Microsoft-Nokia, parte il risiko degli smartphone

Cosa cambia dopo l’accordo

L’unione fa la forza. Devono aver pensato questo i vertici di Microsoft e Nokia una volta approvato il deal da 7,17 miliardi di dollari che ha scosso il mercato della telefonia mobile mondiale. Un’operazione che ha diversi punti oscuri, ma che per ora è stata ben accolta dagli investitori, che hanno premiato la casa finlandese in Borsa. Ma soprattutto, si tratta di una mossa capace di innescare un risiko che vede come protagonisti tutti gli altri player, da Apple a Vodafone, passando per BlackBerry, Google e Samsung. E non è da escludere che proprio ieri si siano poste le basi per il più grande mutamento degli scenari dei device mobili dai tempi del lancio di iPhone da parte di Apple.

Dei numeri, delle possibili sinergie, degli sviluppi futuri e del destino delle due compagnie è tutto scritto nei comunicati stampa. Tutto calcolato nei minimi dettagli, come ultimo lascito del ceo di Microsoft, Steve Ballmer, che fra un anno lascerà la società statunitense. Quello fra finlandesi e americani è un accordo che era nell’aria da tempo. Per la precisione da quando, il 5 settembre 2012, il costruttore europeo iniziò a usare il sistema operativo (Os) della casa di Redmond, fino a coprire l’80% delle vendite di Windows 8. Fu l’addio al sistema proprietario che aveva fatto la fortuna di Nokia, il Symbian, primo vero Os da smartphone insieme a Palm OS e Garnet OS, che dal 1996 fino al 2008 hanno caratterizzato i primi Personal digital assistant (Pda), gli antesignani dei moderni dispositivi multifunzionali.

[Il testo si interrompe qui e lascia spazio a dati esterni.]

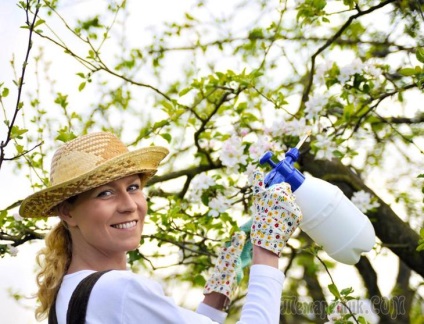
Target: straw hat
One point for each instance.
(87, 162)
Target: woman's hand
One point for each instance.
(275, 214)
(223, 279)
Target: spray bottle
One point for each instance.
(329, 217)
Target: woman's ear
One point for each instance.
(64, 211)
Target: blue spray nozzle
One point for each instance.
(284, 171)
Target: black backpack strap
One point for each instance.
(77, 307)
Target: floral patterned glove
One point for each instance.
(223, 278)
(275, 214)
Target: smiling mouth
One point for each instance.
(125, 225)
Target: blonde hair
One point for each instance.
(54, 260)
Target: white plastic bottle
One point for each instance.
(329, 217)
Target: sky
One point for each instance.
(17, 273)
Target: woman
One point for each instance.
(96, 190)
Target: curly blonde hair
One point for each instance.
(54, 260)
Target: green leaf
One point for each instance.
(333, 289)
(39, 22)
(17, 132)
(407, 71)
(184, 91)
(81, 86)
(167, 137)
(65, 135)
(346, 291)
(5, 92)
(420, 54)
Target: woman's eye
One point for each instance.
(105, 193)
(134, 187)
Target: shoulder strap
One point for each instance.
(52, 311)
(77, 307)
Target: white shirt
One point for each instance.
(123, 297)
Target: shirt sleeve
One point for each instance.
(263, 296)
(146, 303)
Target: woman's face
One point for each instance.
(108, 219)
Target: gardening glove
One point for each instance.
(224, 277)
(275, 214)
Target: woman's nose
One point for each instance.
(127, 203)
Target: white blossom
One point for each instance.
(202, 181)
(232, 154)
(348, 70)
(295, 127)
(13, 250)
(218, 204)
(18, 217)
(315, 105)
(326, 147)
(322, 69)
(364, 201)
(257, 149)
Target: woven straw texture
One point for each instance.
(86, 163)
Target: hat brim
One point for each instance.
(143, 161)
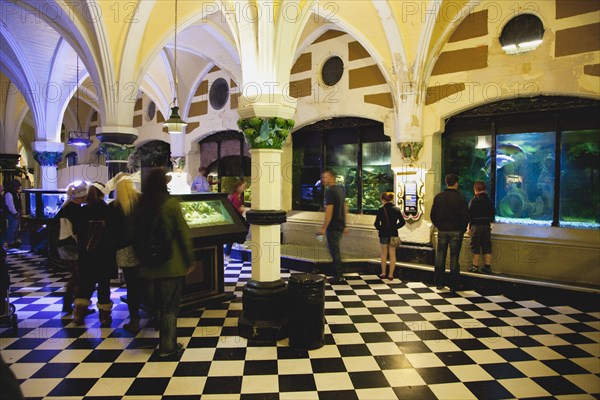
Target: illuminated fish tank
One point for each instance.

La rivoluzione copernicana dettata dall’evoluzione tecnologica degli schermi capacitativi (quelli di iPhone, per intenderci) rispetto a quelli resistivi (quelli con i pennini, come i primi Pda) è stata il punto di svolta. Da semplice strumento telefonico a tuttofare capace di riempire la vita degli utenti tramite il multi-touch, il cellulare ha visto la crescita di chi ha saputo innovarsi costantemente sia sotto il profilo industriale, sia sotto quello del marketing, sia sotto quello meramente tecnologico. Via libera quindi a Samsung, Apple, HTC, LG. Un gioco per asiatici e americani, un affare negato agli europei, che meno di tanti altri competitor internazionali hanno puntato su ricerca e sviluppo, preferendo restare sulle posizioni consolidate da tempo e non investendo con lungimiranza.

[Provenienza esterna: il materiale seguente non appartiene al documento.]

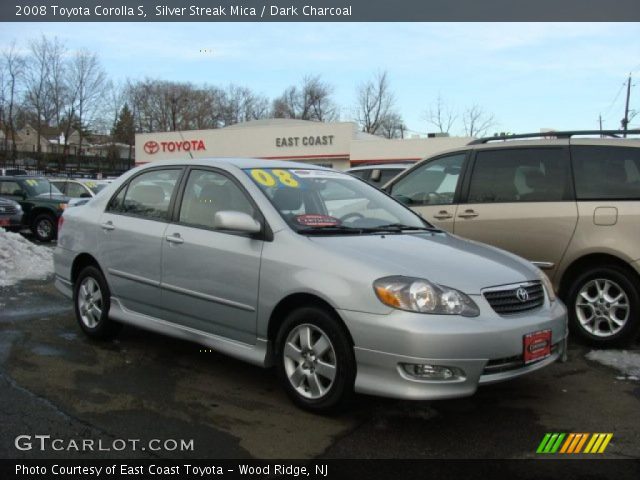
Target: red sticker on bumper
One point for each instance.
(537, 345)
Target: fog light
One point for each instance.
(432, 372)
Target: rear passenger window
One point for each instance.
(148, 195)
(432, 183)
(520, 175)
(606, 172)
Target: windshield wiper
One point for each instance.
(329, 229)
(398, 227)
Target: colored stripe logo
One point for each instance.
(573, 443)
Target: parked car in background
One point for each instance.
(10, 214)
(569, 204)
(79, 187)
(379, 174)
(41, 202)
(249, 258)
(12, 171)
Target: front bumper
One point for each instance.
(485, 349)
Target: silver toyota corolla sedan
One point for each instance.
(314, 271)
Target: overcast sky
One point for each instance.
(529, 75)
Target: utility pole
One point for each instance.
(625, 120)
(600, 122)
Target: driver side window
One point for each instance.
(433, 183)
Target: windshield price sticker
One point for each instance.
(275, 178)
(316, 220)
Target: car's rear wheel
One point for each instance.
(44, 227)
(315, 360)
(603, 305)
(91, 299)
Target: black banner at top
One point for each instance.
(317, 10)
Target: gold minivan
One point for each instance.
(569, 204)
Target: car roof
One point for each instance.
(22, 177)
(237, 162)
(381, 166)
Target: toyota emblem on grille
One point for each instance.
(522, 294)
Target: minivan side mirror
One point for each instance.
(236, 222)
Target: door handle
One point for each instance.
(468, 214)
(442, 215)
(175, 238)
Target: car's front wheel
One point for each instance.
(604, 306)
(44, 227)
(315, 360)
(91, 299)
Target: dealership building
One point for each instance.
(339, 145)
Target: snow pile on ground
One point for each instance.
(22, 260)
(626, 362)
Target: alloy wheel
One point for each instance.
(90, 302)
(310, 361)
(602, 307)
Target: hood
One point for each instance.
(438, 257)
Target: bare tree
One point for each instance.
(441, 116)
(476, 121)
(37, 74)
(310, 101)
(392, 126)
(88, 81)
(12, 71)
(375, 103)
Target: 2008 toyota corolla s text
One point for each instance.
(339, 286)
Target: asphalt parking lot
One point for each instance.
(54, 381)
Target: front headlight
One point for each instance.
(422, 296)
(547, 285)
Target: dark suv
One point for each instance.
(568, 203)
(41, 201)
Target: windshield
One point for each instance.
(311, 200)
(40, 186)
(94, 186)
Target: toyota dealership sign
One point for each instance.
(152, 147)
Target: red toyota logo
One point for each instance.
(151, 147)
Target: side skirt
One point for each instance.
(255, 354)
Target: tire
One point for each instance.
(599, 322)
(91, 302)
(44, 227)
(318, 375)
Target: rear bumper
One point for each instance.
(62, 263)
(13, 222)
(481, 350)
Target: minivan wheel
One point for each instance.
(315, 360)
(44, 227)
(603, 305)
(91, 300)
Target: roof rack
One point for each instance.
(554, 134)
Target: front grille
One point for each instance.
(8, 209)
(512, 299)
(516, 362)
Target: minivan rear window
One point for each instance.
(606, 172)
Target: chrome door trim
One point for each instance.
(135, 278)
(544, 265)
(204, 296)
(258, 354)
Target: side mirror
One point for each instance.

L’acquisizione di Microsoft è destinata a segnare il mercato dei telefonini, se ancora si possono chiamare in questo modo, per sempre. Nokia non esisterà più come la generazione nata negli anni 80 del secolo scorso se la ricorda. La società che ha rivoluzionato il mondo dei cellulari, facendoli diventare un prodotto di consumo quando erano di nicchia, è stata travolta dall’arrivo di iPhone, lo smartphone di casa Apple lanciato nel gennaio 2007 e commercializzato nel giugno dello stesso anno. E pure Microsoft ha subito lo stesso destino, complice la scarsa lungimiranza di Steve Ballmer nel comprendere le dinamiche legate al lancio dei tablet. Di fatto, iPhone ha mutato un intero mercato.

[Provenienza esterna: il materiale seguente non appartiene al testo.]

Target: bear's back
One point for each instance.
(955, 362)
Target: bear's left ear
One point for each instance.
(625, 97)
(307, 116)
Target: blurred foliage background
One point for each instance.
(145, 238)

I dati, snocciolati da Citi, parlano da soli. Nel quarto trimestre 2006 sono stati prodotti 20,7 milioni di dispositivi mobili. Nokia poteva contare sul 53,8% del mercato. Al secondo posto fra i big player c’era RIM, i produttori dei BlackBerry, con l’8,9% delle quote, e al terzo c’era Motorola, con il 7,1 per cento. Il restante 30,3% era diviso fra tutti gli altri costruttori. Solo dodici mesi più tardi, Apple aveva conquistato il 6,5% delle quote di mercato, risultando come terzo player mondiale dietro a Nokia, forte del suo 52,9%, e di RIM, con l’11,4 per cento. Tutto cambia dopo il lancio di iPhone, fino ad arrivar ai giorni nostri. Nel secondo trimestre dell’anno in corso su 237,9 milioni di unità prodotte, il 30,4% è stato marchiato Samsung, brand che ha saputo segmentare al massimo la propria offerta in base alle esigenze delle piccole nicchie di mercato non coperte da Apple, il secondo costruttore con una quota di mercato del 13,1 per cento. Al terzo posto LG, con il 5,1%, e al quarto Lenovo, con il 4,7 per cento. Fuori dai primi cinque posti della classifica sia Nokia sia RIM.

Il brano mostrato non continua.